What does research say about the health effects of 3-epi-25-hydroxyvitamin D3?
Human research on 3-epi-25(OH)D3 is limited to pharmacokinetic observations and its role as a diagnostic biomarker; the most notable human finding is that serum levels rise by 42.1% (P<0.0001) following 15 weeks of 20 µg/day vitamin D3 supplementation in adults over 50, confirming it is an endogenous metabolite whose formation scales with vitamin D3 availability. The only evidence of independent biological activity comes from animal studies in male weanling rats, in which dietary 3-epi-25(OH)D3 at 0.5–1 IU/g suppressed serum PTH, but this preclinical finding has not been translated into human trials, and no therapeutic application has been established.
Does 3-epi-25-hydroxyvitamin D3 have sex-specific effects on calcium and phosphate balance?
Yes, research in male weanling rats shows that 3-epi-25(OH)D3 significantly lowers serum parathyroid hormone (PTH) levels at doses of 0.5–1 IU/g, suggesting a role in calcium-phosphate homeostasis. However, this PTH-lowering effect was not observed in female rats, indicating that the biological activity of 3-epi-25(OH)D3 is sex-dependent. This sex-specific response distinguishes it from standard vitamin D3 and suggests potential differences in how males and females metabolize or respond to this compound.

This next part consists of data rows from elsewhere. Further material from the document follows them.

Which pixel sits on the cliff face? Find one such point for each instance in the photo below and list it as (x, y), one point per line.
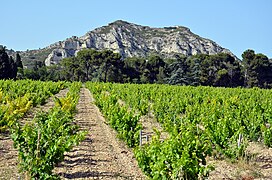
(134, 40)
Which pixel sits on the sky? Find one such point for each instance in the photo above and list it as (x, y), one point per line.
(237, 25)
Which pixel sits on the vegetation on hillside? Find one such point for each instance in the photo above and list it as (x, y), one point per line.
(255, 70)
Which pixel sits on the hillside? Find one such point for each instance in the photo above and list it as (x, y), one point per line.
(129, 40)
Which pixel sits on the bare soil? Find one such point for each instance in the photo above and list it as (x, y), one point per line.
(257, 164)
(101, 155)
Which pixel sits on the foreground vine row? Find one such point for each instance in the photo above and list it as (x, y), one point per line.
(201, 121)
(42, 141)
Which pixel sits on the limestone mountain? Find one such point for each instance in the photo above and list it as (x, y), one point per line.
(129, 40)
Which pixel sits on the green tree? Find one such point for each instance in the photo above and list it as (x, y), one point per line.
(257, 69)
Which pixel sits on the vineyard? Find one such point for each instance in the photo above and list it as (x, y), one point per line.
(174, 132)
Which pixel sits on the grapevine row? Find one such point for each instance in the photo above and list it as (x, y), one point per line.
(201, 121)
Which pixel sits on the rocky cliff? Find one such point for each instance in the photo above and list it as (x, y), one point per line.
(134, 40)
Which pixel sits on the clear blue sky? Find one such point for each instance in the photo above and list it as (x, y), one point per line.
(234, 24)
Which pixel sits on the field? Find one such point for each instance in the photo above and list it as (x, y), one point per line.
(129, 131)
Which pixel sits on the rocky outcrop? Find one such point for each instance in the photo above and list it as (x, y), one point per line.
(134, 40)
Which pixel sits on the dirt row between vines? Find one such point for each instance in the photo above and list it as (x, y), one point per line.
(101, 155)
(8, 155)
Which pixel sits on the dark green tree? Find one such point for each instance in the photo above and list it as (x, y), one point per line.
(257, 69)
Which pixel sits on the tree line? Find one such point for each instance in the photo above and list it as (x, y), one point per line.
(254, 70)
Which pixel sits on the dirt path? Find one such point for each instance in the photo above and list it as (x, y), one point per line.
(258, 165)
(8, 155)
(101, 155)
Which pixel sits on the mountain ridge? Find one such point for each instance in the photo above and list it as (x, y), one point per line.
(130, 40)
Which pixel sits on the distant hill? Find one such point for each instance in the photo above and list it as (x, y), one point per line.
(129, 40)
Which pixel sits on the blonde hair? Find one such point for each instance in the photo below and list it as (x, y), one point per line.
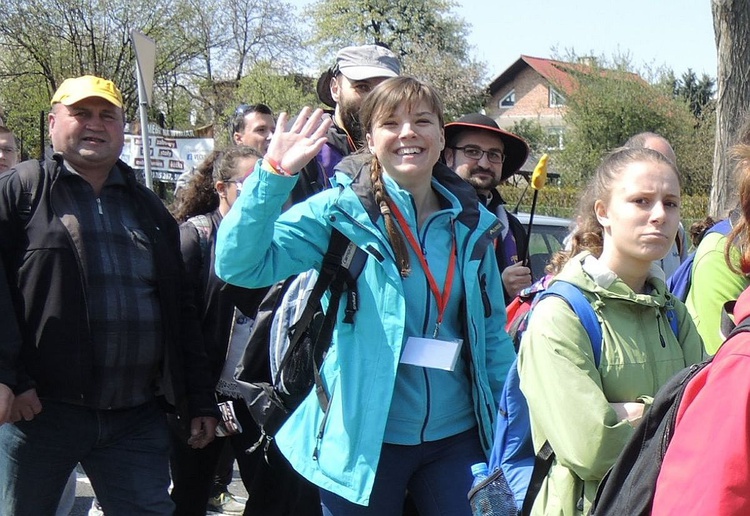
(588, 234)
(739, 238)
(383, 101)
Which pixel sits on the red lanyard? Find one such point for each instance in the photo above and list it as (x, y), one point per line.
(440, 299)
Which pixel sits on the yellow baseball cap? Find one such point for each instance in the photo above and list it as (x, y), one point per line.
(79, 88)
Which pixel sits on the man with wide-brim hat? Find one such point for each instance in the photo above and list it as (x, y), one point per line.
(343, 87)
(485, 155)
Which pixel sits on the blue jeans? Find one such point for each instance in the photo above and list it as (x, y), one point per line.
(437, 475)
(125, 454)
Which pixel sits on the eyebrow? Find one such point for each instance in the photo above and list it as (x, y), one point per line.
(493, 149)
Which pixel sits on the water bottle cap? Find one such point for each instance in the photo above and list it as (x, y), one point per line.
(479, 468)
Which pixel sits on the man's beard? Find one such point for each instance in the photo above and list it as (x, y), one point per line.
(483, 184)
(350, 119)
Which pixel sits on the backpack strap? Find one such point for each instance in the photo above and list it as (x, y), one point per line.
(581, 306)
(203, 225)
(342, 264)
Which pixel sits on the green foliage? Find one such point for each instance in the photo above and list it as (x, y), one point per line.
(563, 202)
(539, 139)
(609, 106)
(280, 92)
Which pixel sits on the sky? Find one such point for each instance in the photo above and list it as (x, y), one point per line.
(676, 34)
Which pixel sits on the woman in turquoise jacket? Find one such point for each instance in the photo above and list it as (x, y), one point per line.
(413, 381)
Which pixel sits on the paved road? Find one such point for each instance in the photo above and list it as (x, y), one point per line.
(85, 495)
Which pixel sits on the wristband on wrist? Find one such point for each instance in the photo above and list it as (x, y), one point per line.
(275, 167)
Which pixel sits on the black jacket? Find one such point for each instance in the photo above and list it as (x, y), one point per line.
(215, 300)
(519, 235)
(47, 282)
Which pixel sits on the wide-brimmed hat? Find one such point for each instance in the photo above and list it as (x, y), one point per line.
(357, 64)
(79, 88)
(516, 149)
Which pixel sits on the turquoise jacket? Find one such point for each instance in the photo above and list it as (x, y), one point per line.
(258, 245)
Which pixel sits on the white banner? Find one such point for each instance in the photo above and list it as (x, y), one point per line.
(170, 157)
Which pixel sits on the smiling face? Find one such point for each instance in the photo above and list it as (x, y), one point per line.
(407, 142)
(259, 128)
(640, 218)
(89, 134)
(482, 174)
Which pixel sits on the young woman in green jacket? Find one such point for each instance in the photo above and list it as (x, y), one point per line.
(628, 218)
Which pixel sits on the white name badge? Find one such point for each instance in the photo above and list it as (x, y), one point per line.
(433, 353)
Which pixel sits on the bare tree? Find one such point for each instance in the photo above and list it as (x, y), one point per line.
(732, 32)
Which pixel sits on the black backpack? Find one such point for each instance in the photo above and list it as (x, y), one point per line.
(629, 486)
(302, 344)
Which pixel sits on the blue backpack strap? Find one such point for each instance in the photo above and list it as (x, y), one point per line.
(583, 309)
(673, 323)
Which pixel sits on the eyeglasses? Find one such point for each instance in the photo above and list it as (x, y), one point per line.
(244, 109)
(475, 153)
(237, 184)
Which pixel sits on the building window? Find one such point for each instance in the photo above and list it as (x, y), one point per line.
(555, 99)
(509, 100)
(555, 138)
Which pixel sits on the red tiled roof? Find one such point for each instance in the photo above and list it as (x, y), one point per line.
(556, 72)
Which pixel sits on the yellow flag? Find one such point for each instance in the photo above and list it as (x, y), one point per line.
(539, 177)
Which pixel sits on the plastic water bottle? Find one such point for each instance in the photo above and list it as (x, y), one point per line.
(492, 498)
(480, 472)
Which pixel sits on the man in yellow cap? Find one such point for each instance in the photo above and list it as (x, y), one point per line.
(106, 322)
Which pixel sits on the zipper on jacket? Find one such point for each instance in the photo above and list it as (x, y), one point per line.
(659, 325)
(321, 430)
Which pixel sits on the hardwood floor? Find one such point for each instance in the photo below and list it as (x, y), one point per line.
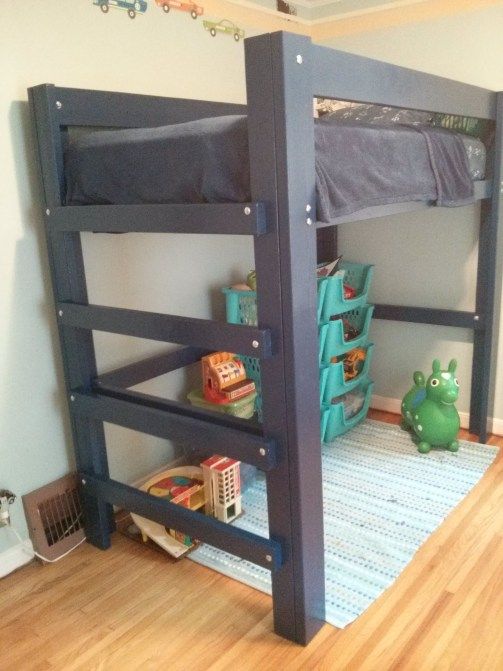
(130, 608)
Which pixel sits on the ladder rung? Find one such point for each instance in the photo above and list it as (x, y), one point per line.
(205, 333)
(262, 551)
(168, 420)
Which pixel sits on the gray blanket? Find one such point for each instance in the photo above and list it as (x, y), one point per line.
(357, 166)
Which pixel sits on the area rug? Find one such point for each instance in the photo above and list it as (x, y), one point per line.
(382, 499)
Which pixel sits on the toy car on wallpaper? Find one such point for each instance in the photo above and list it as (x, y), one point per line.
(195, 10)
(224, 26)
(132, 7)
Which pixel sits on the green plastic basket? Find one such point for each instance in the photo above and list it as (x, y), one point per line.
(243, 407)
(333, 420)
(332, 382)
(241, 306)
(331, 299)
(331, 335)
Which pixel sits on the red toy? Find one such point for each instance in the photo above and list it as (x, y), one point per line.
(224, 378)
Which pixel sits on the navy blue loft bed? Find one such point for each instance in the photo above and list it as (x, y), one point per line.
(283, 73)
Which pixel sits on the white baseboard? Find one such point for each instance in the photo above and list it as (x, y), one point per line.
(16, 556)
(393, 405)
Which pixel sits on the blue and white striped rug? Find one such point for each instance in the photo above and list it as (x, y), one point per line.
(382, 499)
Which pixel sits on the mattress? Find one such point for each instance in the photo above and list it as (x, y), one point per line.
(206, 161)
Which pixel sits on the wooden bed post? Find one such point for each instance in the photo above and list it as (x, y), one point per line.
(281, 136)
(488, 296)
(69, 284)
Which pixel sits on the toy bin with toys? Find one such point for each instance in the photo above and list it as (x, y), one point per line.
(225, 386)
(345, 354)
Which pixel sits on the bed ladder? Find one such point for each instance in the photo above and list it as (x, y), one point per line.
(287, 447)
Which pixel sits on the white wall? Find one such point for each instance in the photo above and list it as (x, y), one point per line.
(428, 259)
(74, 44)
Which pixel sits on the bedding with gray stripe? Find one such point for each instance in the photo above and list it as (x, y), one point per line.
(206, 161)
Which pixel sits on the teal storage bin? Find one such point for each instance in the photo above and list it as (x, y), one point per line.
(331, 299)
(332, 382)
(331, 335)
(241, 306)
(333, 420)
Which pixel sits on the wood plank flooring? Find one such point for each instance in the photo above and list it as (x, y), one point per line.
(129, 608)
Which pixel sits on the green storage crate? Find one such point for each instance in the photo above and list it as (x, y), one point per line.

Is 3-epi-25-hydroxyvitamin D3 an active form of vitamin D like calcitriol?
3-epi-25(OH)D3 is not the most active form of vitamin D; calcitriol (1,25-dihydroxyvitamin D3) holds that distinction. However, 3-epi-25(OH)D3 does demonstrate biological activity distinct from its parent compound 25(OH)D3, as evidenced by its sex-specific effects on PTH regulation in animal models. The exact mechanisms and potency of 3-epi-25(OH)D3 compared to other vitamin D metabolites remain an active area of research.
Who might have naturally elevated 3-epi-25-hydroxyvitamin D3 levels besides infants?
While infants are known to have higher baseline levels of 3-epi-25(OH)D3 than adults, individuals with certain kidney or metabolic disorders that affect vitamin D metabolism may also exhibit elevated levels. Pregnant women and those with specific genetic polymorphisms in vitamin D metabolizing enzymes may show variations in 3-epi-25(OH)D3 production, though more clinical research is needed to fully characterize these populations. Monitoring this metabolite may be particularly relevant for groups with altered vitamin D metabolism.